2 hours ago, Athgaar said:

 If it's "neo-post-modern insanity" that a game's rules are not an attempt to simulate real life, I invite you to check out Pac-Man (1980) and its magical tunnel that teleports Pac-Man from the left side of the play area to the right side and vice versa.

Except even Pac-Man is simulating real life. Pac-Man follows natural rules. He exists in a world with physical spaces, he has walls that he cannot pass through and open spaces that he can. He has to move over to objects to collect them. His enemies don't appear to have or don't use ranged attacks, so as expected, they must go over to him to defeat him. The "magical tunnel" could simply be a tunnel; perhaps his maze exists on the surface of a sphere or cylinder. Sure, it doesn't look like reality, but that's simply a combination of the limitations of the medium and the artist's intended presentation. Again, you fail to understand the concept of conceit.

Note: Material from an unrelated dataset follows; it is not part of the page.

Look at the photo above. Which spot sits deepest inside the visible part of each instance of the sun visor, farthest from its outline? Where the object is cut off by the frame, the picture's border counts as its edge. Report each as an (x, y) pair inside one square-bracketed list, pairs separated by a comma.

2 hours ago, Athgaar said:

Enemies are meant to be alerted by being hit, not by being attacked or by being shot; justification has been offered for this, and you have yet to offer an argument against it.

No, there is no justification for it working this way. No argument can be made against it because it is asserted without reasonable justification, and what is asserted without justification can be discarded without consideration. Debate 101. Why would it work that way? It makes no sense, and it never did. Quit wasting our time with your dishonesty.